Todos los veranos vuelven a salir a la palestra los mismos tópicos sobre las olas de calor africano, la necesaria prevención invernal de los incendios, las picaduras de las medusas y la suerte que tienen los maestros de tener un par de meses de vacaciones estivales.
Muchas personas ignoran, y algunos docentes prefieren no darse por enterados, que el mes de julio, aunque ya han finalizado las clases, es un mes laborable que se debe destinar a la formación, la evaluación y la planificación pedagógica. Eso sí, mientras los equipos directivos permanecen en sus puestos durante todo ese mes, los maestros pueden proseguir con sus labores formativas en su residencia veraniega ya desde mediados de julio.
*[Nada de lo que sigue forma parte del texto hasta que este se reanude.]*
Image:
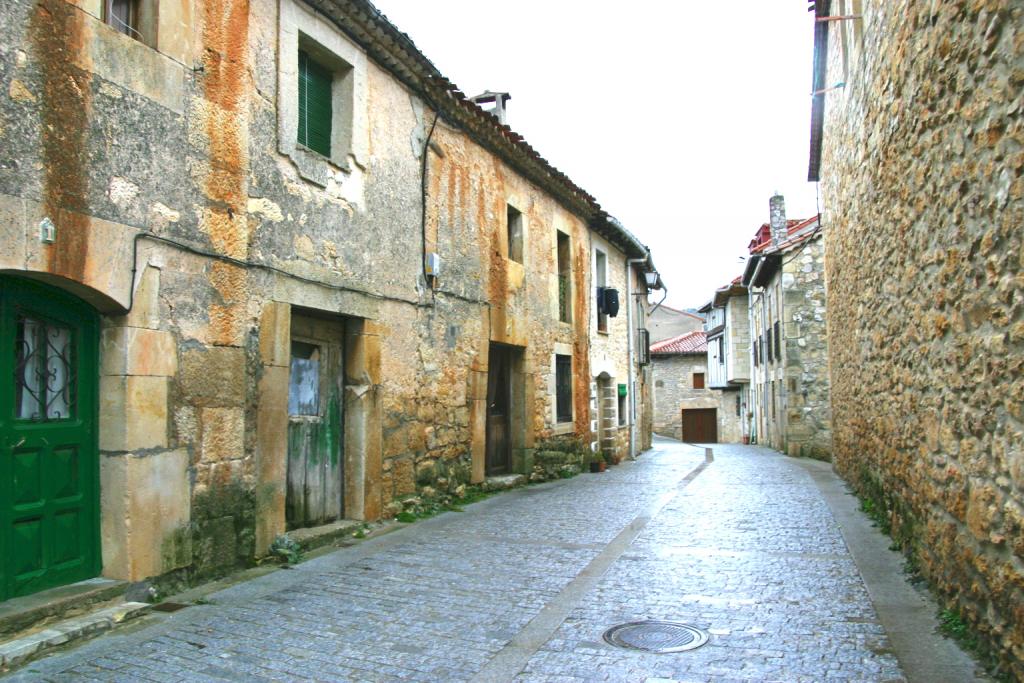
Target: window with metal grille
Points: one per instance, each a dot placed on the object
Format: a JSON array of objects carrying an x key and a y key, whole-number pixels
[
  {"x": 564, "y": 272},
  {"x": 643, "y": 346},
  {"x": 563, "y": 388},
  {"x": 123, "y": 15},
  {"x": 514, "y": 225},
  {"x": 314, "y": 104}
]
De ahí que, para acabar de una vez con esa rumorología envidiosa, los docentes deberían elaborar un horario de formación personalizado durante el mes de julio. Un horario exigente que siga la estela del que han tenido durante todo el curso, aunque quizá con una jornada laboral más reducida que abarque sólo las mañanas o las tardes.
Este mes de julio puede significar un antes y un después en la calidad educativa de nuestros centros escolares y poner fin a las reivindicaciones y amenazas de huelga que se han aplazado hasta el mes de septiembre. Si los docentes se toman en serio la normativa vigente y dedican el mes de julio a mejorar su propia capacitación, aunque sólo sea leer un libro de pedagogía, es más que probable que este próximo inicio de curso sea mucho más llevadero para toda la comunidad educativa.